It's utterly unsuitable for "interactive" identifications.
My little script is trying to identify in bulk, at least by passing 165 file paths to `magika`, and `file`.
Though, I absolutely agree with you. I think realistically it's better to do this kind of thing in a library rather than shell out to it at all. I was just trying to get an idea on how it generally compares.
Another note, I was trying to be generous to `magicka` here because when it's single file identification, it's about 160-180ms on my machine vs <1ms for `file`. I realize that's going to be quite a bit of python startup in that number, which is why I didn't go with it when pushing that benchmark up earlier. I'll probably push an update to that gist to include the single file benchmark as well.
We did release the npm package because indeed we create a web demo and thought people might want to also use it. We know it is not as fast as the python version or a C++ version -- which why we did mark it as experimental.
The release include the python package and the cli which are quite fast and is the main way we did expect people to use -- sorry if that hasn't be clear in the post.
The goal of the release is to offer a tool that is far more accurate that other tools and works on the major file types as we hope it to be useful to the community.
Thank you for the release! I understand you're just getting it out the door. I just hope to see it delivered as a native library or something more reusable.
I did try the python cli, but it seems to be about 30x slower than `file` for the random bag of files I checked.
I'll probably take some time this weekend to make a couple of issues around misidentified files.
Hello!
We wrote the Node library as a first functional version.
Its API is already stable, but it's a bit slower than the Python library for two reasons: it loads the model at runtime, and it doesn't do batch lookups, meaning it calls the model for each file.
Other than that, it's just as fast for single file lookups, which is the most common usecase.
Absolutely, and honestly in a non-interactive ingestion workflow you're probably doing multiple checks anyway. I've worked with systems that call multiple libraries and hand-coded validation for each incoming file.
Maybe it's my general malaise, or disillusionment with the software industry, but when I wrote that I was really just expecting more.
> The model appears to only detect 116 file types [...] Where libmagic detects... a lot. Over 1600 last time I checked
As I'm sure you know, in a lot of applications, you're preparing things for a downstream process which supports far fewer than 1600 file types.
For example, a printer driver might call on file to check if an input is postscript or PDF, to choose the appropriate converter - and for any other format, just reject the input.
Or someone training an ML model to generate Python code might have a load of files they've scraped from the web, but might want to discard anything that isn't Python.

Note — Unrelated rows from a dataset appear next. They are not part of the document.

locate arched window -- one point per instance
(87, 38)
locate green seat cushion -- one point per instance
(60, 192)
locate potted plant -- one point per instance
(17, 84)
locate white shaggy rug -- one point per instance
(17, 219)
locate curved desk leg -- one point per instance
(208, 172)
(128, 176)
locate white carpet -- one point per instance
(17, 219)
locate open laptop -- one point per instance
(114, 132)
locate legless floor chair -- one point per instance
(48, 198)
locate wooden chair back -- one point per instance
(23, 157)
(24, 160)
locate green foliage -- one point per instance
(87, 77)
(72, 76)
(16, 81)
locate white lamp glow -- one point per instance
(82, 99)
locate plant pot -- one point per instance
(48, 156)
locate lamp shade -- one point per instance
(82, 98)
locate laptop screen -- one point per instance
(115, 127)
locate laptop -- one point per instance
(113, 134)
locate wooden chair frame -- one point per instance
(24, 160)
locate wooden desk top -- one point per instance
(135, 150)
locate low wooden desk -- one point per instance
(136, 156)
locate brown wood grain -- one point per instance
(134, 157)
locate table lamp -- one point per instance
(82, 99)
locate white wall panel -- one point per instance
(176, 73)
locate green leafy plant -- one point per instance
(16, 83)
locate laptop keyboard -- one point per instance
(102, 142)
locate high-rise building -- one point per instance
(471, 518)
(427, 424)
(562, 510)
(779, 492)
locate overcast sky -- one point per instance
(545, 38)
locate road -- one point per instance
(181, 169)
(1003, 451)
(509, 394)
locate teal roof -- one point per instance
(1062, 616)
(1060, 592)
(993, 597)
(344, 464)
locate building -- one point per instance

Okay, but your one file type is more likely to be included in the 1600 that libmagic supports rather than Magika's 116?
For that matter, the file types I care about are unfortunately misdetected by Magika (which is also an important point - the `file` command at least gives up and says "data" when it doesn't know, whereas the Magika demo gives a confidently wrong answer).
I don't want to criticize the release because it's not meant to be a production-ready piece of software, and I'm sure the current 116 types isn't a hard limit, but I do understand the parent comment's contention.
Surely identifying just one file type (or two, as in your example) is a much simpler task that shouldn’t rely on horribly inefficient and imprecise “AI” tools?
By open-sourcing Magika, we aim to help other software improve their file identification accuracy and offer researchers a reliable method for identifying file types at scale.
Which implies a production-ready release for general usage, as well as usage by security researchers.